According to BusinessWeek, the last time Americans saw a dip in year-over-year gas prices was in 2009 -- but then, improving on the sky-high per-gallon averages of 2008 wasn't much of a challenge. In fact, excluding the anomalies of 2008, gas has been growing steadily more expensive for several years.  

What's with the drop?

The current dip in pump prices is likely due to a variety of factors:

  • Market analysts had been worried about crude oil shortages, and those worries had driven gas prices higher. But today, refineries are humming along. According to the Wall Street Journal, plants along the Gulf Coast are receiving increased quantities of crude, and inventories at other refineries aren't as slim as once feared. In other words, there's plenty of oil on hand to convert into gasoline. 
  • Iran's vow to close the Strait of Hormuz is being forgotten. For a while, economists had feared that Iran might follow through on its threat, which would've made it more difficult to get oil out of the Middle East and into U.S. refineries. That, in turn, helped drive prices higher earlier this year. Now, it seems like Iran was probably bluffing.

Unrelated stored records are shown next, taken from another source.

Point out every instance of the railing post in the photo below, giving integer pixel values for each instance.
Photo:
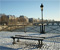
(14, 40)
(18, 40)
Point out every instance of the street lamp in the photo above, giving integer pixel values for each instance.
(42, 26)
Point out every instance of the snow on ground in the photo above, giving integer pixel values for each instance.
(48, 44)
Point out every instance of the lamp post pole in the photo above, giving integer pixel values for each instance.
(42, 26)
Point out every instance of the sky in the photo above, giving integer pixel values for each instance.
(31, 8)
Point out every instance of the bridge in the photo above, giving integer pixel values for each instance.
(49, 23)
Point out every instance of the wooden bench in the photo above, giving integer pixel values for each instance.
(39, 39)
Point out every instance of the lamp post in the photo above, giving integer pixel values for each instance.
(42, 26)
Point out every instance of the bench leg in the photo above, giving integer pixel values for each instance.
(40, 43)
(18, 40)
(13, 41)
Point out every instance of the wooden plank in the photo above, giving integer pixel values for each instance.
(29, 36)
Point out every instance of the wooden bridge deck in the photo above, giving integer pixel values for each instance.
(39, 39)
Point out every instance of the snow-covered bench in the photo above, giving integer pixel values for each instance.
(39, 39)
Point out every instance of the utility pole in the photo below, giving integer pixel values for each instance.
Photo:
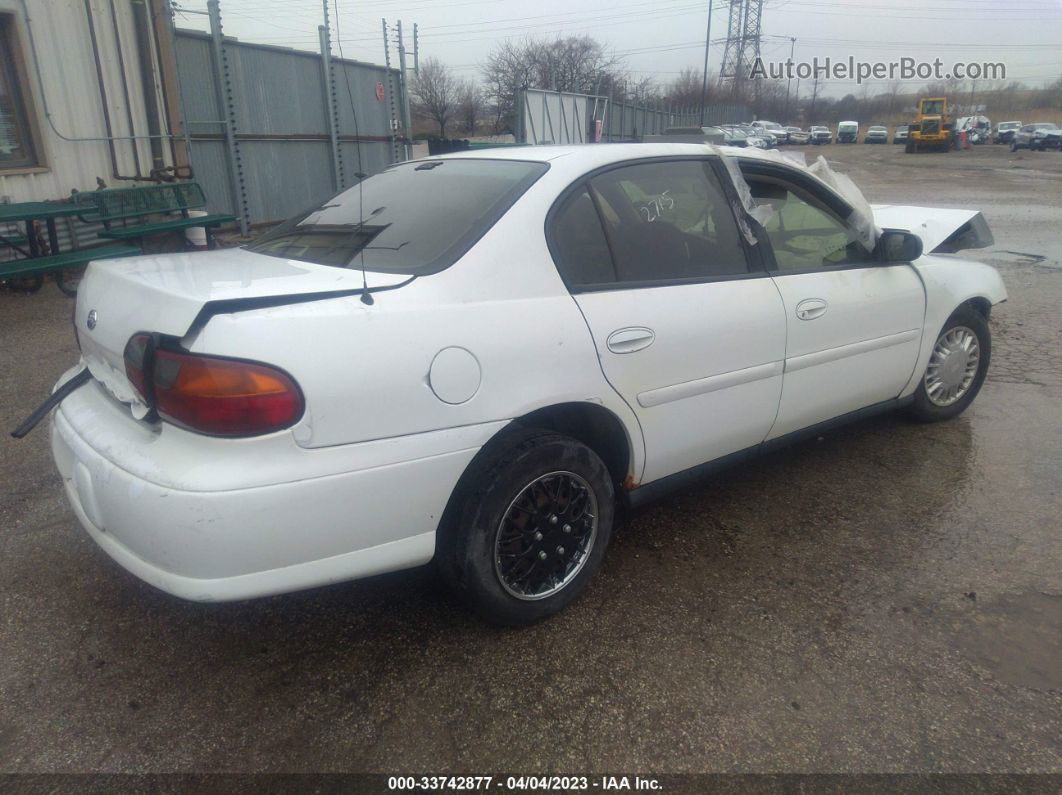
(704, 79)
(407, 121)
(416, 51)
(331, 103)
(391, 91)
(792, 49)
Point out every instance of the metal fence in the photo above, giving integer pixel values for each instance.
(562, 117)
(270, 134)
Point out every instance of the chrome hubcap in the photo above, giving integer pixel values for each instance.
(546, 535)
(953, 366)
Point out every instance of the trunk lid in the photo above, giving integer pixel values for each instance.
(167, 293)
(941, 230)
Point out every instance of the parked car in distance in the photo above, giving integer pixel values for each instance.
(734, 136)
(1005, 131)
(393, 377)
(759, 137)
(848, 132)
(688, 135)
(772, 128)
(820, 135)
(1041, 135)
(876, 134)
(741, 136)
(978, 128)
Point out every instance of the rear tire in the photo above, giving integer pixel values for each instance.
(531, 521)
(30, 283)
(957, 367)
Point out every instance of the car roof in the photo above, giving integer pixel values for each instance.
(592, 155)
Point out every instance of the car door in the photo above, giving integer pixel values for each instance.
(854, 324)
(686, 332)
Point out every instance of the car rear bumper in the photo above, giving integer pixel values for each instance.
(313, 528)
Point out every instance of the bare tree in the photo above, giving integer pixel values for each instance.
(435, 92)
(469, 98)
(686, 88)
(578, 64)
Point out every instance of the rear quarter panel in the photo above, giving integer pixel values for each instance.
(365, 369)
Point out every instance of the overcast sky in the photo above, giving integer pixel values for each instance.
(657, 38)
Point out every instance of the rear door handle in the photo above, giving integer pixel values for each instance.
(810, 308)
(630, 340)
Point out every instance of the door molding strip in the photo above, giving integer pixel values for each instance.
(843, 351)
(711, 383)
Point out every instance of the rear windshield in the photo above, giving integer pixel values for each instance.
(416, 218)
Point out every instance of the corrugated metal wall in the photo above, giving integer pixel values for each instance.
(281, 124)
(68, 87)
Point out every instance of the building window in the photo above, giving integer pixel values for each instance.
(18, 149)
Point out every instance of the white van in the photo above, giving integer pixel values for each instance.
(848, 132)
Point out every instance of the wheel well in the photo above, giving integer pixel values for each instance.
(593, 425)
(980, 305)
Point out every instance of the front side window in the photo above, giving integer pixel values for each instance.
(17, 150)
(668, 221)
(805, 234)
(415, 218)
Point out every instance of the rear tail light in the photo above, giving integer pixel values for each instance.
(223, 397)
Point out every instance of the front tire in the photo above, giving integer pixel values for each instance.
(957, 367)
(531, 523)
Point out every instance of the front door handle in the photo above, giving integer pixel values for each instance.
(630, 340)
(810, 308)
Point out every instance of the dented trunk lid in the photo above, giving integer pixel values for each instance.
(166, 294)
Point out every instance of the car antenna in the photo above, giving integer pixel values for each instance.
(366, 297)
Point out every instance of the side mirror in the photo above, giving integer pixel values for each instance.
(896, 245)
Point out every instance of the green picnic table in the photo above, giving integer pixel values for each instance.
(27, 271)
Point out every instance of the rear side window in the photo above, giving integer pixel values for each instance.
(415, 218)
(579, 243)
(668, 221)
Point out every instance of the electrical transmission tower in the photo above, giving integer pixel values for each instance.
(742, 38)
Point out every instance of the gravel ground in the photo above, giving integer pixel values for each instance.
(887, 598)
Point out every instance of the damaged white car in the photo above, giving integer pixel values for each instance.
(479, 359)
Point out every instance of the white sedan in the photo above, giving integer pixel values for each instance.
(479, 359)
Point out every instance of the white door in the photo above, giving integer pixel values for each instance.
(854, 325)
(690, 338)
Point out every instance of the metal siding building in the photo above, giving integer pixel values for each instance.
(65, 100)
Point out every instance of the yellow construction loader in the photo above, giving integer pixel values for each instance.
(932, 130)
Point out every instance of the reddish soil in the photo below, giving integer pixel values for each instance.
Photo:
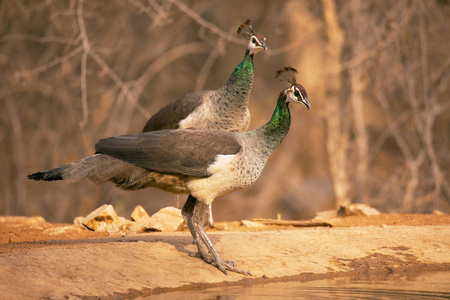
(46, 260)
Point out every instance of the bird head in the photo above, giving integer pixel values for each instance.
(256, 41)
(296, 92)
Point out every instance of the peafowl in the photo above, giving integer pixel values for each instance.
(224, 108)
(204, 163)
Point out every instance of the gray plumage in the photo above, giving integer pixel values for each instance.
(224, 108)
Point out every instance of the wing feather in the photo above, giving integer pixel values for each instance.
(184, 151)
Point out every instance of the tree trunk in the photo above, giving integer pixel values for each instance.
(337, 138)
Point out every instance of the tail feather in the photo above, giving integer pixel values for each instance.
(49, 175)
(99, 168)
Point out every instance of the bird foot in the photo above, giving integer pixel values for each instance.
(224, 265)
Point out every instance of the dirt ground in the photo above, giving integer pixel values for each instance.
(53, 261)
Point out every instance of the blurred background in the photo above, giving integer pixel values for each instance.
(376, 72)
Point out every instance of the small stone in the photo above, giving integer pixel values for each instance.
(61, 230)
(166, 219)
(325, 215)
(139, 213)
(251, 224)
(99, 219)
(79, 221)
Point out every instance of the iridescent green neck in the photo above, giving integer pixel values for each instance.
(242, 75)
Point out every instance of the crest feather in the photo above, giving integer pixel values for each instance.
(246, 29)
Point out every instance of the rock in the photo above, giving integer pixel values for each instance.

In the end, the drop in gas prices should provide a shot in the arm to the U.S. economy. Cheaper gas means that it's less costly to do business, and it also leads to an increase in consumer confidence. Both represent important gains.

But will it stick?

Whether gas prices will continue to drop, we can't say.

Many analysts had predicted that gas would hit $5 a gallon this year, but although we've seen high figures in parts of the country -- even $6 in Alaska -- the national average hasn't even crossed the $4 mark. 

What we do know is that gas is more expensive during the warmer months because it's mixed with greater quantities of additives. The biggest spike in prices tends to occur in the changeover from regular gas to the summer blend, because the latter is sometimes delayed in getting to market, which leads to shortages. So in theory, we should be hitting the top of the curve right about now.

However, the highest price on record was in July of 2008 -- $4.11 for a gallon of regular -- so it's possible that prices could edge up again before the vacation season ends.

Our advice?

Keep doing what you're doing. Americans now use less gas than they have in years. We're being thoughtful about planning trips -- whether we're motoring across town or across the country. We're traveling less. We're taking mass transit. And when it comes time to buy a new car, we're buying something that guzzles a little less gas.

Keep it up, and we'll all be tapping into America's "fifth fuel": efficiency.